I'm not too familiar with Jane Austen -- I only know what the movie adaptations have taught me, that among other things they are Hoiti^Toiti and they require 95% perfect of my attention. Love & Friendship stands apart from my impressions of her story content, and from Stillman for that matter, in the sense that the plot isn't driven by characters failing to communicate with one another but from one character coldly manipulating the others for not-quite-so-nefarious reasons.
Stillman is suited to the time period in the same way Whedon was suited for a modern Shakespeare adaptation. He is no stranger to elegance, subtlety or grace. Whit wisely allows his team of acting powerhouses to do the heavy lifting, and so there's not much to the film other than watching Kate Beckinsale's horrifying plan unfold before us, told in pieces to her best friend Chloe Sevigny (the Disco team is back!), and played in such a way that we can't help but admire the cunning. The film is a showcase of acting talents at its core, lifted further upwards with your constant curiosity at who's ahead of whom, dry jokes that take two seconds to reach their chuckle-points, and one jarring but well-timed gag using subtitles.
As with most of Stillman's work to this point, we have such a good time with the characters and the performances that when we are suddenly dropped into the closing credits, we are left with an intense desire to stay in that world longer.
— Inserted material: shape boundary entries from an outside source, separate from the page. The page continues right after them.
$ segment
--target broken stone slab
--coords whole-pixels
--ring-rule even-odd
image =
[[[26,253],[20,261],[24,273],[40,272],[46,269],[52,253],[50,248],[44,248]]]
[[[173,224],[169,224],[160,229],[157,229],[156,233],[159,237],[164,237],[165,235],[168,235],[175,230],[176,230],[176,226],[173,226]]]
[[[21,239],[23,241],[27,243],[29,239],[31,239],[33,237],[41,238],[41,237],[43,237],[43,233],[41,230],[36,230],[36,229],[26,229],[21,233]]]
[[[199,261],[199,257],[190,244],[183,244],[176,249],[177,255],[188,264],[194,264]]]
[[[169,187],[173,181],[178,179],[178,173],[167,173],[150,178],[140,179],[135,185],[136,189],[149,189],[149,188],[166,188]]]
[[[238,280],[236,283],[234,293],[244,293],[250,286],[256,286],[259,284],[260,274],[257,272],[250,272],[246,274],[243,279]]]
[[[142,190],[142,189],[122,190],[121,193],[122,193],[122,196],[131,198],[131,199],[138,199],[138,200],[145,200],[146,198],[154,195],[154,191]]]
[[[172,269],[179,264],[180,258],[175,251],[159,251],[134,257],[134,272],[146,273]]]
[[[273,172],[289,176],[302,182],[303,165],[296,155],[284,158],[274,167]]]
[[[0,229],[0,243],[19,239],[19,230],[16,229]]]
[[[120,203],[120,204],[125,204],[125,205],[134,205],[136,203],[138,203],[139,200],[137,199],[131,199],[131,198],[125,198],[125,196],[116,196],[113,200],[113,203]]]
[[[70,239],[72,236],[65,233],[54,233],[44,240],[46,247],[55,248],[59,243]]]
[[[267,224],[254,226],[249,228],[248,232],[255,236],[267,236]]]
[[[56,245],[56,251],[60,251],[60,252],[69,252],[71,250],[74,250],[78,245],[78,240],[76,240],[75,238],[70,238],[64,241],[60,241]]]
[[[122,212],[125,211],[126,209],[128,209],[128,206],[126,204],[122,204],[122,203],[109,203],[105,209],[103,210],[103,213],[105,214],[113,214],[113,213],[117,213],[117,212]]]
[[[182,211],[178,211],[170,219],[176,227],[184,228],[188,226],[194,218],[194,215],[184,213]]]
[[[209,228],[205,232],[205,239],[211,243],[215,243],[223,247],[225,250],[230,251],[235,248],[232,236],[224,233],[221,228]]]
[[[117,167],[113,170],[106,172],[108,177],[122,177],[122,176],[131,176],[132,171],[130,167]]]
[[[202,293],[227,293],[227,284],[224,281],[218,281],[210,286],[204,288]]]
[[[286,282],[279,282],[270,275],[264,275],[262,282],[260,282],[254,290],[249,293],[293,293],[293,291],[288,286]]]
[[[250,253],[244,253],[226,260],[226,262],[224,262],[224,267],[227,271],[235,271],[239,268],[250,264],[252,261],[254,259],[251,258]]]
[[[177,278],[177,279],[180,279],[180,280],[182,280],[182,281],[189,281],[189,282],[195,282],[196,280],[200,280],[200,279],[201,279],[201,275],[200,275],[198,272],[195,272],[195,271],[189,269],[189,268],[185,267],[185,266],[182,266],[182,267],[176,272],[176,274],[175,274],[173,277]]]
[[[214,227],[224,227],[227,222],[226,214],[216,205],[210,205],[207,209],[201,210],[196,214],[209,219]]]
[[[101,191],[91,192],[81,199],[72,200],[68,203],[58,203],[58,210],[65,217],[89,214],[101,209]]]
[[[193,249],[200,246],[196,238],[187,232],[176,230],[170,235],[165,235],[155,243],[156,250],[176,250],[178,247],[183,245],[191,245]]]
Then we remember that we are surrounded by 2 1/2 hour noise-fests and get whiplash reversing our position. Keep doing this, Whit.
Sunday, September 18, 2016
Hope you like Christmas. Shane Black keeps his streak alive of recalling his usual trademarks (even a direct one from Last Action Hero) and gives us the gift of watching two lovable characters fumbling through a classic Schlubs v. Coverup scenario. No one writes reluctant partners, kills off background extras, or puts noir in a new setting quite like Black. Refreshingly, he's also unafraid of putting kids in incredibly adult situations ("Don't say 'and stuff.' Just say 'They're doing anal.'") and completely ignoring our discomfort at that prospect. An action film is an adult venture, but there's nothing that says it can't be fun for everybody.
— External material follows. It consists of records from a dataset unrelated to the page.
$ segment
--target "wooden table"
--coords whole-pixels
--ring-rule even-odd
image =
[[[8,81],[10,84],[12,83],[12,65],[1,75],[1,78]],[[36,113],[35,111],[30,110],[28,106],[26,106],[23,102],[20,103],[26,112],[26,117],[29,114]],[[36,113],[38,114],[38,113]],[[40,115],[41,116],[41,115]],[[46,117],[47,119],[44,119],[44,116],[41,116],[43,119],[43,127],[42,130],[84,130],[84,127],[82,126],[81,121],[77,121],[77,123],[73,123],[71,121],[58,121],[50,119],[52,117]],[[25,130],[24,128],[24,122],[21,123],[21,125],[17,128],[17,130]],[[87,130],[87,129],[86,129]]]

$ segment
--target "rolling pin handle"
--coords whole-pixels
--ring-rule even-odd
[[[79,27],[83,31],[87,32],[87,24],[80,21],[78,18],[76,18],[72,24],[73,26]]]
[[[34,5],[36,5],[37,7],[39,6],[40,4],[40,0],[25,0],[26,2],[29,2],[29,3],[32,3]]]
It's a shame, therefore, that the plotting isn't as tight as Black's earlier efforts, that some jokes don't land and character arcs don't quite thread through the runtime; regarding that in particular, Crowe learning mercy even though describing the time he beat someone with a shotgun as the greatest day of his life and Gosling embarrassing his daughter with his drinking but solving a surprising amount of problems through it (and ending the film that way). These seem to be symptoms of a stretched pilot script, moments that would play correctly along a shorter time span and, at the very least, make a fairly major twist less obvious.
It's charming enough to make it all work. In a shockingly dismal year for Hollywood, The Nice Guys is not a beacon of hope but a torch in a mineshaft. It offers the opportunity for a sigh of relief, and it definitely deserves a sequel even if we all know it won't get one.